The Bank of Canada's official explanation, that ethnically neutral images were the rule, did little to pacify Canadians of both neutral ethnicity and visible minorities. Neither did the weak, vague apology issued by Bank of Canada governor Marc Carney.

In a second, more appropriate apology, Carney admitted this whitewash was a mistake, adding that the next iteration of bank notes would reflect the diversity evident in the Canadian population. (Now that Carney has announced his departure, some speculate that promise could expire.)

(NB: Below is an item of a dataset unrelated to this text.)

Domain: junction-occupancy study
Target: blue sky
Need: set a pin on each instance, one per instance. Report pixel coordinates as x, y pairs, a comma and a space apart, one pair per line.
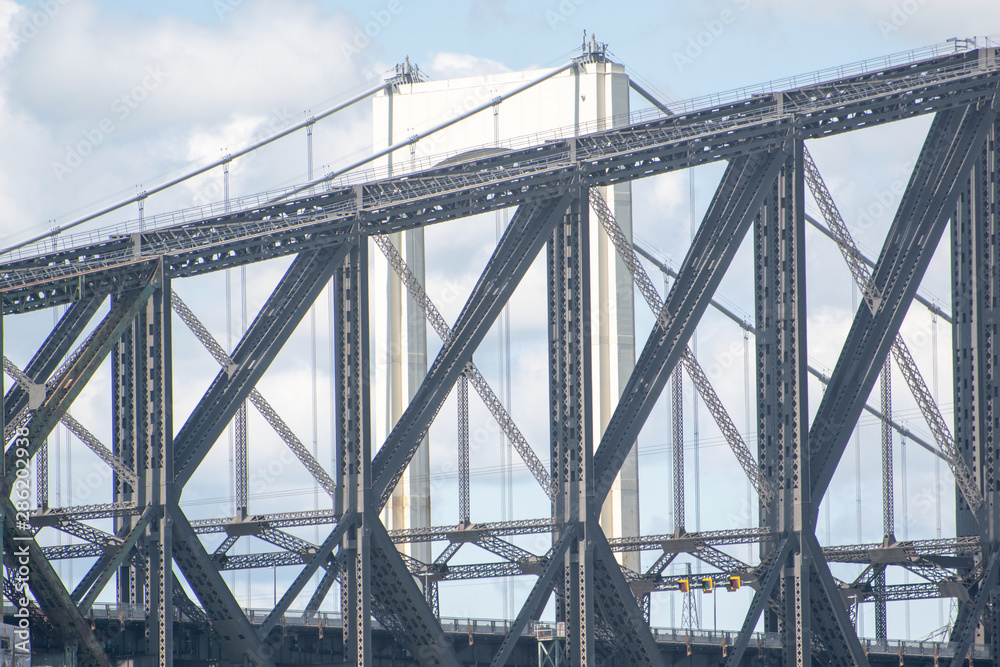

Today, it was revealed that not only were Asian features deemed unworthy of appearing on bank notes, but also Black, Aboriginal, South-Asian and Gay ones, as well. A pattern of institutionalized xenophobia is emerging, and it ain't pretty. Not just bank notes, but other national emblems such as the Canadian passport (lacking women and diversity), the upcoming Museum of Canadian History (feared to follow suit), the Federal and Supreme courts, and even national editorial boards seem to foster this doctrine of achromatic exclusion.

Canada's history is full of double-speak on values of equality, fairness, diversity and inclusion. On one hand, Canada pats itself on the back for abolishing slavery before the U.S.A.. On the other, Canada treated blacks so poorly that 2/3rds of them ran back South of the 49th parallel as soon as Lincoln proclaimed emancipation (before banning black immigration outright). Canada named an Asian to the post of Governor-General in the 90s, but we often omit that Asians-Canadians were the backbone of the 18th century Canadian economy, building the Canadian Pacific railroad, while being barred from voting until the 40s. Canada woos South-Asian immigrants and investors with great fanfare, yet there has been no apology in parliament for refusing the Komagata Maru ship when tropical temperature-accustomed "East-Indians" were deemed unsuited for the cold Canadian climate.

The Bank of Canada fiasco is only the latest incident in a long chain of slights, and an enduring reminder that the utopian multicultural mosaic we claim to espouse is more like a "vertical mosaic" where some are deemed suitable, while others are left on the cutting room floor of opportunity, representation, and the symbols of the country they love.